I agree with 500w on a thermostat.


----------



## lanzaron (Jan 28, 2010)

Should have said get a 500 watt oil filled rad (ebay ) small and can be used with good effect if you are on hook up not high enough wattage to trip the breaker only draw approx 2.2 amps gives some background warmth


----------



## ob1 (Sep 25, 2007)

lanzaron said:


> 80 watt waste of time for an average size van you need at least a 500 watt heater with a thermostat to do any good.Also either take cushions indoors or at least stand them up to allow air to circulate.


I'm surprised that you take all these precautions with a Frankia. With it's insulation properties and double floor our 740BD has never shown the slightest damp to bedding, cushions or anything else in the four years we've had it. We leave everything in-situ and yes, I have checked.

Ron


----------



## blondel (Jun 12, 2005)

I'm surprised that you take all these precautions with a Frankia. With it's insulation properties and double floor our 740BD has never shown the slightest damp to bedding, cushions or anything else in the four years we've had it. We leave everything in-situ and yes, I have checked. 

Ron

Glad you said that Ron. We have a LMC and to be honest I wasn't planning on doing anything else but the draining and leaving taps open given that it is supposed to be winterised to a high standard.
It is used as an emergency 2nd car occasionally so I want to be able to just drive away without disconnecting anything or moving heaters.
Does anyone else agree with this?


----------



## teal (Feb 23, 2009)

Thanks for your comments, hoping I can send it back.The humidifier this morning with frost outside gave tempeture inside 3c and still dry on walls and cushions. I did take the large cushions indoors and after 24 hrs they gave no reading .


----------



## papaken (Nov 21, 2010)

*80 watt heater*

I bought the same last year and found it did not have any great effect on the temp in the van.  
Used a oil filled radiator a couple of times when it was really freezing over a couple of days other than that i lifted the cushions away from the sides closed the screens and curtains and had no bother at all.  
As mine is in the drive i check every couple of days just to make sure. :lol:


----------



## alphadee (May 10, 2009)

Our Frankia is left outside without heating and all it's cushions in situ.
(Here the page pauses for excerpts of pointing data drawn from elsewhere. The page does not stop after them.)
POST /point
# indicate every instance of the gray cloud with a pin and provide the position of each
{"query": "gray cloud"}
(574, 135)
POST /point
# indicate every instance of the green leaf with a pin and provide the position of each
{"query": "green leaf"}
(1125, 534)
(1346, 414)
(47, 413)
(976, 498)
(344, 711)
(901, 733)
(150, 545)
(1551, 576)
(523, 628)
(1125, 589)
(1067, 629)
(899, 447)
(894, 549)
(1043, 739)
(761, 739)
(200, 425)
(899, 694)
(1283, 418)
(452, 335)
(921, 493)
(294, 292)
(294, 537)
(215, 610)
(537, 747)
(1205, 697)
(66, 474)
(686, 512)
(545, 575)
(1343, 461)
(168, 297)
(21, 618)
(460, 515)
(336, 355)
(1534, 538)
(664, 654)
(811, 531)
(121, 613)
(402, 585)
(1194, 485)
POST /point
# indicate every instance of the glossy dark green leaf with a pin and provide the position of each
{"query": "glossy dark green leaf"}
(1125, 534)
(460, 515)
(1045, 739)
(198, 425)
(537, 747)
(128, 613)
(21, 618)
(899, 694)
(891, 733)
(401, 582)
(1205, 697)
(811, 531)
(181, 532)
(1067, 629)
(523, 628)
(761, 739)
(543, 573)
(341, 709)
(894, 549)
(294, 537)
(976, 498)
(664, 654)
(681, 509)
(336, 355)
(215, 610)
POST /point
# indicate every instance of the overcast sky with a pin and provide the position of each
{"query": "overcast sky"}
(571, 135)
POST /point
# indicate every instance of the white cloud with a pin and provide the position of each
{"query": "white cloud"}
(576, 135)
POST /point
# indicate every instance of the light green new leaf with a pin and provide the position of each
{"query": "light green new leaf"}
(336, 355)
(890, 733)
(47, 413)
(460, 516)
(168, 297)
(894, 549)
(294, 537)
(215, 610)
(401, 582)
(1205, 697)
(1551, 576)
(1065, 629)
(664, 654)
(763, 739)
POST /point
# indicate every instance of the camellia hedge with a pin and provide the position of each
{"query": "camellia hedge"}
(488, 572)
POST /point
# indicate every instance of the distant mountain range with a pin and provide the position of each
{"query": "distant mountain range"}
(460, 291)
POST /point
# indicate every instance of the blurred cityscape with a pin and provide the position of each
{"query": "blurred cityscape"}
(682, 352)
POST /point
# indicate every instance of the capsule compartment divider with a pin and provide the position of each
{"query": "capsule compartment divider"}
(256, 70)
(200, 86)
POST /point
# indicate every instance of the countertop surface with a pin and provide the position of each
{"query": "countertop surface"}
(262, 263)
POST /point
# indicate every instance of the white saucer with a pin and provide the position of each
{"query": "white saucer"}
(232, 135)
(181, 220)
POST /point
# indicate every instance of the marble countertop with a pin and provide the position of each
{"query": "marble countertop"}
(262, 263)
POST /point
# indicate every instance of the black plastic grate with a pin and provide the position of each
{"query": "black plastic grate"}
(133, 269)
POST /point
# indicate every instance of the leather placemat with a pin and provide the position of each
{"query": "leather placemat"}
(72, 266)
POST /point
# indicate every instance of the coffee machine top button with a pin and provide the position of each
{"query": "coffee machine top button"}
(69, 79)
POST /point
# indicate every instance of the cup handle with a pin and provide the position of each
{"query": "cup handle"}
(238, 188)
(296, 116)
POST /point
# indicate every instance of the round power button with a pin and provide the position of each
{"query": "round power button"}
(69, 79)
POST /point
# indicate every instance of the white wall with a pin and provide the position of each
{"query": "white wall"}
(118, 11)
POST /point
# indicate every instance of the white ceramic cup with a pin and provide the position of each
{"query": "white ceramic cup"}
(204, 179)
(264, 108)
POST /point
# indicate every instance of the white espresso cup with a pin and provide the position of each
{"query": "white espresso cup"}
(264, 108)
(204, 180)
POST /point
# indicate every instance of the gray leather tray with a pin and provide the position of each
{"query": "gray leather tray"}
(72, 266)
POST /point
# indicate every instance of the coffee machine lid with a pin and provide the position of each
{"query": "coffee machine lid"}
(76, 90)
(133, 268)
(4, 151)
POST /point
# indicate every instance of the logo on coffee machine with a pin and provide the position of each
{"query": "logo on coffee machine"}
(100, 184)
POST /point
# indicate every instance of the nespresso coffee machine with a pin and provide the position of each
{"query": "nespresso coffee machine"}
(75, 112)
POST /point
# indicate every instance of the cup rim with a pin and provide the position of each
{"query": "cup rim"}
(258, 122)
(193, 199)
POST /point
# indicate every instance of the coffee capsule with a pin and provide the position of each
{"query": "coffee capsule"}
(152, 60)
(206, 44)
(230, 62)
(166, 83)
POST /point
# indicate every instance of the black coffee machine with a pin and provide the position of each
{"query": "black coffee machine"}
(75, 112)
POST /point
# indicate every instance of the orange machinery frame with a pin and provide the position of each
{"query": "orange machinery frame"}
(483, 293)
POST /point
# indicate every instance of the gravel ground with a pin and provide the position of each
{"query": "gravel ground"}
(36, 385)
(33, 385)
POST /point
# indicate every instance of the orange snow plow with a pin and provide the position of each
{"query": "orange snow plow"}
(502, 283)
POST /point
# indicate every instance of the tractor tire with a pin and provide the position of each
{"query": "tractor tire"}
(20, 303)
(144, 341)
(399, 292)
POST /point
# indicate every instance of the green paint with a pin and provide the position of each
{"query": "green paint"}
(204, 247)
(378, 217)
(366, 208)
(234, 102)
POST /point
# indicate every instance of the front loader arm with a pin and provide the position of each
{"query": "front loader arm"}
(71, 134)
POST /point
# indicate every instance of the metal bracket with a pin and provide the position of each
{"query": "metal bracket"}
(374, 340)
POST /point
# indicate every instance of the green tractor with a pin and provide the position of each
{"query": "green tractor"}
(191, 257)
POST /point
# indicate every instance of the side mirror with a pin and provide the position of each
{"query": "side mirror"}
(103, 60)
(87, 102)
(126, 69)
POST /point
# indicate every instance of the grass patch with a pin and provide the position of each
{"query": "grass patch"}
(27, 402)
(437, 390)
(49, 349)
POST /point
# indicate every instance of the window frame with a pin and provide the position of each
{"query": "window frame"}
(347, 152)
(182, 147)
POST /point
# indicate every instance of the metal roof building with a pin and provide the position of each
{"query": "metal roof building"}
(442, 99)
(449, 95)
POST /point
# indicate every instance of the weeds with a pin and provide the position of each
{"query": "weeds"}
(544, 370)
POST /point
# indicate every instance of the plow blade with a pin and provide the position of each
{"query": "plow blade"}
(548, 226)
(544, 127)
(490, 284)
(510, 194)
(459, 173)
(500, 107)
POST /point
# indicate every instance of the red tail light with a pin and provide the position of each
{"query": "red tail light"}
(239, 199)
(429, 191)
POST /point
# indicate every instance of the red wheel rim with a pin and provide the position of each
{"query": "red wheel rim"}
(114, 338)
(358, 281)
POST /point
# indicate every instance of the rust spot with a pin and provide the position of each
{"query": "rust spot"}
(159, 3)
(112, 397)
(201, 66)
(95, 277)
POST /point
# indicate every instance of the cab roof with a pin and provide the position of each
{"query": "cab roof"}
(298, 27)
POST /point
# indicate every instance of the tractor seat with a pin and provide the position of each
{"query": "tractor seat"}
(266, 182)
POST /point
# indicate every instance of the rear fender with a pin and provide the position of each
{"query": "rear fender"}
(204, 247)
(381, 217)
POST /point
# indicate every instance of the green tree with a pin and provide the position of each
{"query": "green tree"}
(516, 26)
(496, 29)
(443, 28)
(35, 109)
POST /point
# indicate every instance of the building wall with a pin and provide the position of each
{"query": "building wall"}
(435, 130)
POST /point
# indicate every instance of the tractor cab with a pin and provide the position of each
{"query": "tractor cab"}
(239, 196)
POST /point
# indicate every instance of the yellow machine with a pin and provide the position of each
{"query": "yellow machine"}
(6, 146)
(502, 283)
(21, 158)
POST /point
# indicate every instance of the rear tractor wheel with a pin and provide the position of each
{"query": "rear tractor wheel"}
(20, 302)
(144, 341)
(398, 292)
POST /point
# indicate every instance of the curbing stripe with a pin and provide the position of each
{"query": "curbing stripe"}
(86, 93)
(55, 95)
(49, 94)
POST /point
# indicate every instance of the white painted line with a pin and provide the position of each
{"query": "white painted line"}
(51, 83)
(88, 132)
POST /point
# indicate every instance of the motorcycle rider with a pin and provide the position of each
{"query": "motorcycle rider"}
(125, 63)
No damp or mildew problems, and the electric blanket will soon warm up the bed when we need it  !


----------



## lanzaron (Jan 28, 2010)

Had an H&B Arto before the Frankia never had any problems but i suppose it comes down to personell choice and how much you value your possesions i always work on the theory that prevention is better than cure , think it must take all of 5 minutes to unplug the hook up and put the heater in the wardrobe !!!but there you go all down to choice so i will leave it there.......


----------



## oldun (Nov 10, 2005)

Why do so many people specify an electric oil-filled heater?

A small panel heater with a solid type electric heater is lighter, smaller and responds far more quickly than a cumbersome oil filled heater!!


----------



## cabby (May 14, 2005)

I wanted a panel heater, however I could not find one that was small enough in size to fit in the van,unless I paid much more than I paid for the radiator.Also considered 4 of those tubular heaters to spread the heat throughout the van, but then again cost was a consideration.


cabby


----------



## Drew (May 30, 2005)

I cannot understand the use of a 500w heater, a 2000 or 3000w heater will heat the van far quicker. A 500w takes much longer to heat the same area as a 2 or 3Kw.
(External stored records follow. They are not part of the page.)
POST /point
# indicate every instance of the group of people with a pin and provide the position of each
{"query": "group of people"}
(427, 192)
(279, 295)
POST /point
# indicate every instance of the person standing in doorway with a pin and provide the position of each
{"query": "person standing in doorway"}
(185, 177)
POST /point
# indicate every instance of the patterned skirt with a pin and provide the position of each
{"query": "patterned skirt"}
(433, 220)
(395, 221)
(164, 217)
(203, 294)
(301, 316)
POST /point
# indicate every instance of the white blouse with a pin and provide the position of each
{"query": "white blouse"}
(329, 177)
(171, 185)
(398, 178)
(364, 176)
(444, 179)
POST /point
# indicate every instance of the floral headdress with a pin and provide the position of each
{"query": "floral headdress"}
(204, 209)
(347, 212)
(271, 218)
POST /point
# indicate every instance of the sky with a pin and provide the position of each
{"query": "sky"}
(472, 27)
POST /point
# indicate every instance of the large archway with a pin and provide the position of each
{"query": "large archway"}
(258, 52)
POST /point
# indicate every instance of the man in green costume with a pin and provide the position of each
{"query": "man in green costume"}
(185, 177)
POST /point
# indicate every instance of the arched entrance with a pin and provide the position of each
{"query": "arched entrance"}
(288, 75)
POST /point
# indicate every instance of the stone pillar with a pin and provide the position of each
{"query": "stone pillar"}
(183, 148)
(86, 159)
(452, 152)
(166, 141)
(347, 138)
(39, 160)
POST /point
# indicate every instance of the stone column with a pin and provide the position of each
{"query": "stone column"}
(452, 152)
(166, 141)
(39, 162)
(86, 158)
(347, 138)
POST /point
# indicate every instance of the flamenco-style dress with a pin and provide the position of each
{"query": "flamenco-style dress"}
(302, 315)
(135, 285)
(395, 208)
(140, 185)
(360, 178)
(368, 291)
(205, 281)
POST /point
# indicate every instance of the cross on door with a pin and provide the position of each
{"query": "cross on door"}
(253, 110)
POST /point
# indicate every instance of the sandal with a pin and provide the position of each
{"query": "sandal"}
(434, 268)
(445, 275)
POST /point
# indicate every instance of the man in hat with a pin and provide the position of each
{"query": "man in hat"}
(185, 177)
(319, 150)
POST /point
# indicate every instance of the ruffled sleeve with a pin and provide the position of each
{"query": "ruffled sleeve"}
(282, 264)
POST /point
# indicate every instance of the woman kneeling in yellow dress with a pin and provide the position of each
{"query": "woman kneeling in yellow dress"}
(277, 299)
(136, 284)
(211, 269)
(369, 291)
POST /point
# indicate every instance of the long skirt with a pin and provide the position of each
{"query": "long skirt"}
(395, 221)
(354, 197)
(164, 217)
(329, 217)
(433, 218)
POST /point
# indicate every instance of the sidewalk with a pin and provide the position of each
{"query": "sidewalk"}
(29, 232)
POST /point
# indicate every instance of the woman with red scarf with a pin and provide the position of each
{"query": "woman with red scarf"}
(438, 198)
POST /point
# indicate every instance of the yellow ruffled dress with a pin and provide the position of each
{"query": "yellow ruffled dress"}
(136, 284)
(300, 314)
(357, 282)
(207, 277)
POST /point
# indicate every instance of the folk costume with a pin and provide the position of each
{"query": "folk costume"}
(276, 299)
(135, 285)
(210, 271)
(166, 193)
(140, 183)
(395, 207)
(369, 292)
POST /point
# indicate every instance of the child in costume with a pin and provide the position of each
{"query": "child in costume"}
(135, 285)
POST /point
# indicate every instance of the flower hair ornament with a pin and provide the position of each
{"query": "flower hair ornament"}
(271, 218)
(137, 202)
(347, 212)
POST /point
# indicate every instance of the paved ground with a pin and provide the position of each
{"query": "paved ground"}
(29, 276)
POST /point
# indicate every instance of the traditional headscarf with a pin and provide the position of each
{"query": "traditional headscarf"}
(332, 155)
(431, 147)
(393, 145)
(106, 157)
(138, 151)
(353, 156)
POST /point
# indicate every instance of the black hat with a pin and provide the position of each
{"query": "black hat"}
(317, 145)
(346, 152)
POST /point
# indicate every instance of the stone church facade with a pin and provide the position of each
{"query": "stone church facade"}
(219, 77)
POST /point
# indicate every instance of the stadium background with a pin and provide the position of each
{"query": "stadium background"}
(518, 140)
As long as a heater has a frost stat it makes no difference what wattage you use. A heater with a higher wattage is more efficient.
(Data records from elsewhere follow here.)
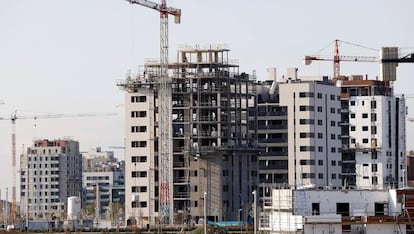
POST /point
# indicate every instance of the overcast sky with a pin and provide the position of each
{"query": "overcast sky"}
(66, 56)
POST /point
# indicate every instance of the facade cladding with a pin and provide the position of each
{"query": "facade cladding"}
(232, 135)
(51, 171)
(212, 152)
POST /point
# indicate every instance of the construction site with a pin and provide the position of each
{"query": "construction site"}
(209, 145)
(211, 151)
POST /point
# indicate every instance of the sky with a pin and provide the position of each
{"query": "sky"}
(65, 57)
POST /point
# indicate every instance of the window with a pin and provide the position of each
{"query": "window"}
(138, 158)
(308, 175)
(374, 180)
(138, 99)
(307, 135)
(136, 174)
(138, 128)
(136, 114)
(306, 108)
(374, 155)
(139, 189)
(307, 162)
(307, 148)
(307, 121)
(373, 104)
(306, 94)
(373, 116)
(138, 144)
(374, 167)
(319, 109)
(315, 207)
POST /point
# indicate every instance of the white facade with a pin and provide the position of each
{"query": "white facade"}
(139, 155)
(313, 132)
(290, 211)
(51, 172)
(376, 124)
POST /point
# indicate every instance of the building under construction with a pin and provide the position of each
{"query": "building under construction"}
(212, 161)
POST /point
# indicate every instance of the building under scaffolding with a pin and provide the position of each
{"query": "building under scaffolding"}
(212, 152)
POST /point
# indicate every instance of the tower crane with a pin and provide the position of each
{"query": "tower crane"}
(13, 119)
(165, 108)
(337, 58)
(392, 60)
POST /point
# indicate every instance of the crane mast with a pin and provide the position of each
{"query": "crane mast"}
(164, 108)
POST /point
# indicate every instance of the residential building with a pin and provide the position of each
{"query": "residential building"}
(50, 172)
(212, 155)
(314, 144)
(373, 133)
(103, 180)
(337, 211)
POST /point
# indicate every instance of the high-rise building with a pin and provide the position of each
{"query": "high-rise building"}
(103, 182)
(50, 172)
(373, 131)
(212, 150)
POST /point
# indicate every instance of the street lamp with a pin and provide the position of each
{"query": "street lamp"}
(240, 220)
(254, 211)
(205, 212)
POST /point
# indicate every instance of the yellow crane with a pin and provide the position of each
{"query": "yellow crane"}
(13, 119)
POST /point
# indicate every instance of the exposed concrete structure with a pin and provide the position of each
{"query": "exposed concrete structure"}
(373, 134)
(213, 151)
(51, 171)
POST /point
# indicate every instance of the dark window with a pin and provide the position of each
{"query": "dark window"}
(315, 207)
(306, 94)
(306, 121)
(306, 108)
(307, 148)
(307, 135)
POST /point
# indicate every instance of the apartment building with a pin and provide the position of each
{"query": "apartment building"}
(373, 131)
(50, 172)
(213, 161)
(103, 181)
(314, 132)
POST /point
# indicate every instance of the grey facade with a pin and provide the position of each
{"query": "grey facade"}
(213, 151)
(51, 171)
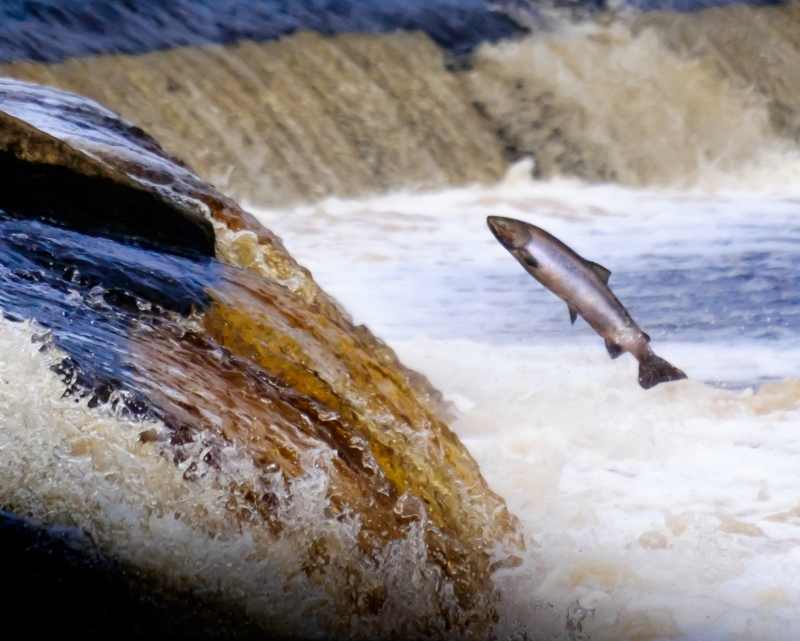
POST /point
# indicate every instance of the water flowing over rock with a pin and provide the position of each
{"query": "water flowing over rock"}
(707, 94)
(712, 93)
(298, 119)
(216, 422)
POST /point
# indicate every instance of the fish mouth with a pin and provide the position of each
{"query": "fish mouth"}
(512, 234)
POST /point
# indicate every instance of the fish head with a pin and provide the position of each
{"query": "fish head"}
(512, 234)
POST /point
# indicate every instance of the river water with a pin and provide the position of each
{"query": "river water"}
(670, 513)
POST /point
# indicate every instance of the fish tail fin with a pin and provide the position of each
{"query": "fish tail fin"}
(654, 370)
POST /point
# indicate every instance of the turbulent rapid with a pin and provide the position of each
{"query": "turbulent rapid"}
(670, 513)
(203, 404)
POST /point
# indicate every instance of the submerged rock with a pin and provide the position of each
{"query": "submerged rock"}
(216, 422)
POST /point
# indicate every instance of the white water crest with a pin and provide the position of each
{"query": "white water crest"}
(669, 513)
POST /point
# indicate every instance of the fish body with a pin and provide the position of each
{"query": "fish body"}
(583, 286)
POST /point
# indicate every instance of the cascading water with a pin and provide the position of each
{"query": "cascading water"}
(218, 425)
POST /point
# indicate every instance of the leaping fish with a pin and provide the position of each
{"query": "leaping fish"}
(583, 286)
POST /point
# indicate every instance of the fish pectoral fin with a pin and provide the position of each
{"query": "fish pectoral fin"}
(573, 313)
(614, 350)
(529, 260)
(603, 273)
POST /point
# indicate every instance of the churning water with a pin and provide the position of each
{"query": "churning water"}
(669, 513)
(661, 514)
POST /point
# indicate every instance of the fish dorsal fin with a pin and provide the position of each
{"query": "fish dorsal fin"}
(614, 350)
(573, 313)
(601, 271)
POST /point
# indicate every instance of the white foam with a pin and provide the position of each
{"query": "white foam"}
(666, 513)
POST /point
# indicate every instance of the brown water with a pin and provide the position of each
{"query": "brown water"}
(660, 99)
(301, 118)
(259, 447)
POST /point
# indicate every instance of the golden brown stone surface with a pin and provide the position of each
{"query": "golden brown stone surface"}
(269, 387)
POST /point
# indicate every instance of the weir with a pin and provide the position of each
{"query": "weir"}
(246, 419)
(197, 434)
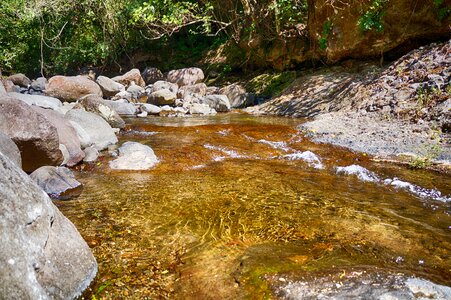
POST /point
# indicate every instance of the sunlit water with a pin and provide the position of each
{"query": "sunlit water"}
(237, 198)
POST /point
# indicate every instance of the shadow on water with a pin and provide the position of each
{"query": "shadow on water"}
(226, 207)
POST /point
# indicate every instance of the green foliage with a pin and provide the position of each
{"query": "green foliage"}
(371, 19)
(324, 39)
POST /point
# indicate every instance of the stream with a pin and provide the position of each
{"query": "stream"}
(242, 206)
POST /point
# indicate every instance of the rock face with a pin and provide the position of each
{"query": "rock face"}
(35, 136)
(109, 87)
(220, 103)
(134, 156)
(188, 76)
(401, 21)
(237, 96)
(66, 134)
(96, 104)
(71, 88)
(152, 75)
(92, 129)
(162, 97)
(37, 100)
(57, 182)
(42, 254)
(10, 150)
(20, 80)
(127, 78)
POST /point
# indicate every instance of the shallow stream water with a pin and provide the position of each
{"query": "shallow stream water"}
(237, 199)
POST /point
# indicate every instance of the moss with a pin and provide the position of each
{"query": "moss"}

I have used a 3KW fan heater in this and my previous vans with out a problem, I did think of changing it a few years ago when the same subject was discussed but after investigating I stuck with my original heater.


----------



## Ourduckpond (Sep 10, 2007)

I use a 60w tubular heater 24/7 not to raise the temperature, which would require significantly more power, but to keep air circulating with all lockers open, cushions propped up etc., and it seems to be beneficial as inside feels a lot more comfortable than outside - and I can afford 60w continually. As the human body gives off 80w one could try sitting in the van 24/7 as an alternative which might please Her Indoors!
Regards, Brian


----------



## Drew (May 30, 2005)

Ourduckpond said:


> I use a 60w tubular heater 24/7 not to raise the temperature, which would require significantly more power, but to keep air circulating with all lockers open, cushions propped up etc., and it seems to be beneficial as inside feels a lot more comfortable than outside - and I can afford 60w continually. As the human body gives off 80w one could try sitting in the van 24/7 as an alternative which might please Her Indoors!
> Regards, Brian


Or leave a 100w light on all the time?


----------